= Whirled News Tonight =

Whirled News Tonight is a weekly improvised satire that has performed since 2003 at the iO Theater in Chicago, Illinois.

==History==
The show premiered in September, 2003 as "Whirled News Tonight presents Newspeak" but soon shortened the title. Since its premiere, they have been performing weekly on Saturday nights in The Del Close Theater at iO Chicago. Since the 2022 reopening of the theater, the show performs in the Kingsbury Theater.

A review in The Chicago Reader said "This satire of current events features players who exhibit a genuine rapport: articulate dialogue unfolds logically, swiftly, and concisely.". A feature piece in The Daily Herald said "Catch up on the latest news lampooned I.O.-style and deftly filtered through the sly sensibilities of the 'Whirled News Tonight' cast. The whip-smart improvisers craft sketches out of news stories clipped from local and national publications.". A review in Time Out Chicago said "The uncommonly witty and smart performers in this long-form improv show satirize current events by creating scenes based on articles that audience members literally rip from the week's papers."

In early 2008, Whirled News Tonight launched a free weekly Podcast that features an audio recording of their improvised performances.

In 2020, the iO Theater founded by Charla Halpern and David Shepherd closed due to the COVID-19 pandemic, temporarily halting the show. In late 2022, it was announced that Halpern had sold the iO Theater and the new owners and management had restored the theater and reopened it for shows. Since then, Whirled News Tonight has resumed its Saturday evening timeslot.

==Premise==
As audience members enter the theater, they are invited to clip articles from newspapers and magazines and tack them to a corkboard on stage. When the show begins, performers enter dressed in professional newscaster attire and introduce the show with its motto "The News is Real, Everything Else is Improvised."

One performer reads the opening paragraphs from a randomly selected article, which the troupe uses as the inspiration for a string of improvised scenes. Soon, another random article is pulled and a new set of scenes are performed. As the show develops, characters and situations cross over into multiple scenes creating a cohesive longform improvisational piece.

==Cast==
The show was created by Producer/Director Jason R. Chin. Since its inception, Scott Brady has been the Stage Manager.

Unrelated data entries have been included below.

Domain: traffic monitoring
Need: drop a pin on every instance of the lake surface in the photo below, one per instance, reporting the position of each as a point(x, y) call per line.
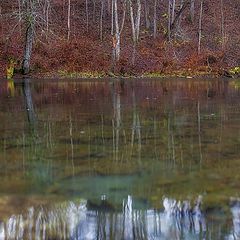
point(120, 159)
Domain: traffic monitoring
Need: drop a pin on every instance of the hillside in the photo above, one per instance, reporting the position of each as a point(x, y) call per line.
point(82, 38)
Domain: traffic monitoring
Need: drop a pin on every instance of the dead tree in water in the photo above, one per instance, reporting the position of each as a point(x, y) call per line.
point(116, 31)
point(135, 24)
point(30, 21)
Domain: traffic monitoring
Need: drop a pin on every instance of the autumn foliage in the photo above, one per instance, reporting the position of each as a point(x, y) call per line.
point(54, 54)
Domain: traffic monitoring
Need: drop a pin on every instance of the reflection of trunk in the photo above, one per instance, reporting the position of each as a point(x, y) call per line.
point(116, 121)
point(71, 140)
point(28, 102)
point(136, 129)
point(28, 48)
point(199, 134)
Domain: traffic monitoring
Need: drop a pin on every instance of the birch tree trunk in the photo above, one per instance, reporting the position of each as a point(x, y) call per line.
point(222, 25)
point(200, 28)
point(29, 12)
point(146, 8)
point(173, 11)
point(135, 24)
point(138, 20)
point(192, 10)
point(101, 20)
point(69, 19)
point(169, 20)
point(28, 48)
point(155, 20)
point(117, 32)
point(87, 14)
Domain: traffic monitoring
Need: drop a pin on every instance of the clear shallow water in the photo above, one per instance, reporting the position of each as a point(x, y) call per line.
point(74, 155)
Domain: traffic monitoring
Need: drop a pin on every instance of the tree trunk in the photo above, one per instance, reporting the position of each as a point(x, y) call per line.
point(87, 21)
point(200, 28)
point(28, 48)
point(173, 11)
point(117, 33)
point(135, 24)
point(155, 20)
point(138, 20)
point(169, 20)
point(192, 10)
point(69, 19)
point(146, 8)
point(222, 24)
point(101, 21)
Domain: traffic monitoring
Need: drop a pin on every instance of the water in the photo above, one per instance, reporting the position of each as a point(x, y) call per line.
point(120, 159)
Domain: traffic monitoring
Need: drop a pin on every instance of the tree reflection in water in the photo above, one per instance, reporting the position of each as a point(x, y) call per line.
point(71, 220)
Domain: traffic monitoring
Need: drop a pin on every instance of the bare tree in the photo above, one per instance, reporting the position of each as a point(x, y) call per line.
point(200, 27)
point(155, 20)
point(146, 11)
point(29, 15)
point(222, 24)
point(87, 21)
point(192, 10)
point(135, 23)
point(101, 20)
point(117, 32)
point(69, 19)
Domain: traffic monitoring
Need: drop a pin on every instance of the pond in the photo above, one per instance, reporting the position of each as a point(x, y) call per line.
point(120, 159)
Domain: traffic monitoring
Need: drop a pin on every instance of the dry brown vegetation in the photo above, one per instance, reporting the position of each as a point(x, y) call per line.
point(85, 51)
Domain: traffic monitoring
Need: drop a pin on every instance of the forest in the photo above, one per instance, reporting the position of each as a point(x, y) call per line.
point(97, 38)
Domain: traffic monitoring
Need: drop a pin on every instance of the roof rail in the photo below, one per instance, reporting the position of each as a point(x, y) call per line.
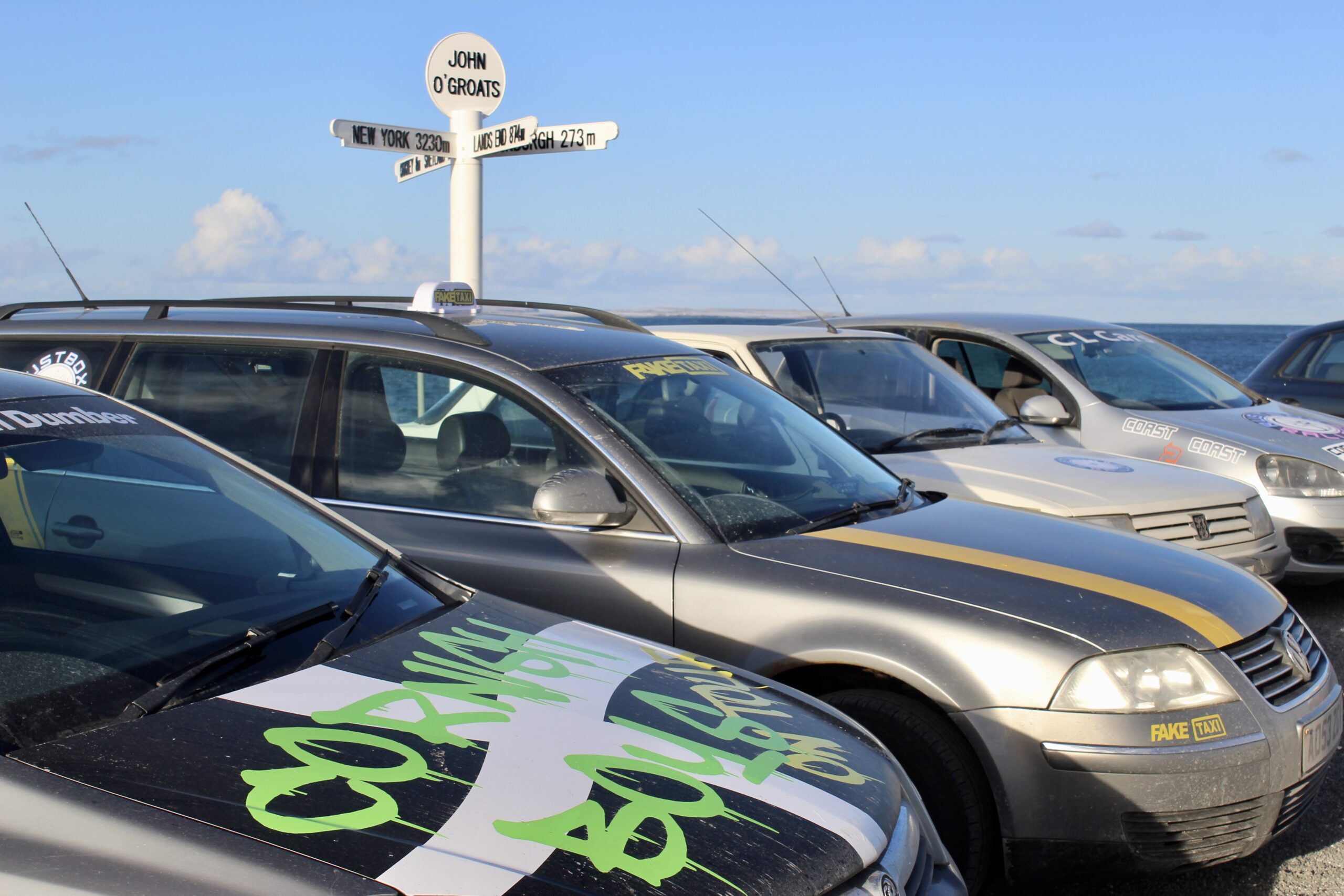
point(611, 319)
point(158, 309)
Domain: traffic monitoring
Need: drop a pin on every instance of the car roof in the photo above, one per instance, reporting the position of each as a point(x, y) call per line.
point(747, 333)
point(536, 339)
point(1000, 321)
point(15, 385)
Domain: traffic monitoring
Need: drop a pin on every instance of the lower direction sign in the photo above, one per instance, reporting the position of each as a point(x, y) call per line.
point(417, 166)
point(363, 135)
point(593, 135)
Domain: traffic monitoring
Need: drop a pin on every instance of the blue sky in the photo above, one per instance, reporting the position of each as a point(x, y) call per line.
point(953, 155)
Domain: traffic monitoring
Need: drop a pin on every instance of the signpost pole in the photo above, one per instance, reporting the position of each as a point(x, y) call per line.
point(464, 206)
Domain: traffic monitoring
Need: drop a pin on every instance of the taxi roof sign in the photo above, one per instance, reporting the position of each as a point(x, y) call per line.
point(445, 297)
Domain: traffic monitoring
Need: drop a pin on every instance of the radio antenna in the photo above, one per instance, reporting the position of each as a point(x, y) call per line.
point(832, 288)
point(830, 328)
point(58, 254)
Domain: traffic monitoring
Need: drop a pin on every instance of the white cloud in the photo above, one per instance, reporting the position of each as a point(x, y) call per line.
point(75, 148)
point(1285, 156)
point(1093, 230)
point(1180, 234)
point(243, 239)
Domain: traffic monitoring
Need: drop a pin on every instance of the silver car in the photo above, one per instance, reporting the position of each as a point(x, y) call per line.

Since the show's opening in September 2003, the resident cast of "Whirled News Tonight" has included: Emily Anderson, Atra Asdou, Becca Barish, Brooke Breit, Marla Caceres, John Patrick Coan, Simon Collier, Padraic Connelly, Luis Cortes, Alex Eilhauer, John P. Glynn, Sarah Haskins, Erin Keif, Jordan Klepper, Cynthia Kmak, Brett Lyons, Arnie Niekamp, Megan O'Neill, Eddie Piña, Sean Price, Alison Reese, Adal Rifai, Steve Waltien, Rob White, Shane Wilson, Sarah Wonak, and Matt Young.

Current cast includes: Mo Phillips-Spotts, James Dugan, Sean Price,
Fiona Stephens, Lauren Williams, Cynthia Kmak and Erin Washington.

==Other projects==
In addition to their regular weekly performances, Whirled News Tonight has appeared at the Chicago Improv Festival, The Del Close Marathon in New York City and the Piccolo Spoleto Festival in Charleston, SC. The cast was also invited to perform for Saturday Night Live talent scouts and, in 2006, partnered with NBC Universal to produce the short film "Kyle's in a Coma" for the network's online subsidiary DotComedy.

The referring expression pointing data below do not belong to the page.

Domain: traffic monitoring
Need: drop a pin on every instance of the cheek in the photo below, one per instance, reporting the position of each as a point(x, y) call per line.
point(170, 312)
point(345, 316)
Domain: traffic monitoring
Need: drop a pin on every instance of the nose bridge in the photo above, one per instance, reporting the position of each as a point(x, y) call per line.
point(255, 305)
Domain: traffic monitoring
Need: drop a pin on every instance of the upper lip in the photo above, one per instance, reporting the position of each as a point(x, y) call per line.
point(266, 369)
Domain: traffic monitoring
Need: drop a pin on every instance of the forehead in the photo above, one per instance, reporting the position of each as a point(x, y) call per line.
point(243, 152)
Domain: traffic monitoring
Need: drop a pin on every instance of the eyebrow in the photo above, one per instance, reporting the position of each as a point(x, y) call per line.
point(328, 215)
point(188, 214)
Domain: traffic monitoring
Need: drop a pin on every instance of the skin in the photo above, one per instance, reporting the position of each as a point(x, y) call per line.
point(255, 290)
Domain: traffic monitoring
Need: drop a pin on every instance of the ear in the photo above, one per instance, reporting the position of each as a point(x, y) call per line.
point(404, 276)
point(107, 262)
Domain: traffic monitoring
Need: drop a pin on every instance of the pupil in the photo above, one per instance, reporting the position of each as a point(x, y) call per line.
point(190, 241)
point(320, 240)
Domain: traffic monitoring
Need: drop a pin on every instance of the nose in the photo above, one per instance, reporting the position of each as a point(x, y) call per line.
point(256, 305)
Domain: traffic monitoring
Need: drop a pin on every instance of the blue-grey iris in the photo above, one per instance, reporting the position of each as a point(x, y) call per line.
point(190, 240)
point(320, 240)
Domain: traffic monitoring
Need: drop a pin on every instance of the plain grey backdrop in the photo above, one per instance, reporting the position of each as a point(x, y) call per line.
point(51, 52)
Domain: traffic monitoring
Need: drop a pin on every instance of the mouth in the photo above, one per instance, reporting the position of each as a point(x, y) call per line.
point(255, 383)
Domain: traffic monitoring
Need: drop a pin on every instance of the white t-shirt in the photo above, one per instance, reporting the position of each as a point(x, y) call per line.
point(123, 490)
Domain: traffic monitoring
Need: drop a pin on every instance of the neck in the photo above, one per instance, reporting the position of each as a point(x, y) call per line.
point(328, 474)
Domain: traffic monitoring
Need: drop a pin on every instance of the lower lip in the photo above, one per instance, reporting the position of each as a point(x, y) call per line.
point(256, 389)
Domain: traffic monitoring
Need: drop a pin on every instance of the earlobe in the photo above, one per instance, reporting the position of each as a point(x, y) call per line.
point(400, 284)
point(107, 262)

In 2004, 2008 and 2012, the cast hosted an election night special, Electopalooza, to coincide with the presidential elections. In 2008, the group also created their first sketch show leading up to the election that year titled Yes We Can't.

Several podcasts have emerged from the cast members, including Hello from the Magic Tavern in 2015 and Hey Riddle Riddle in 2018.

==Wikipedia Listing==
In early 2008, a listing for "Whirled News Tonight" was created on Wikipedia but was soon removed following a brief discussion by site administrators who were split on the importance of such an entry. Several weeks later, author and columnist Nicholson Baker mentioned the deletion in his article "The Charms of Wikipedia" which appeared in The New York Review of Books.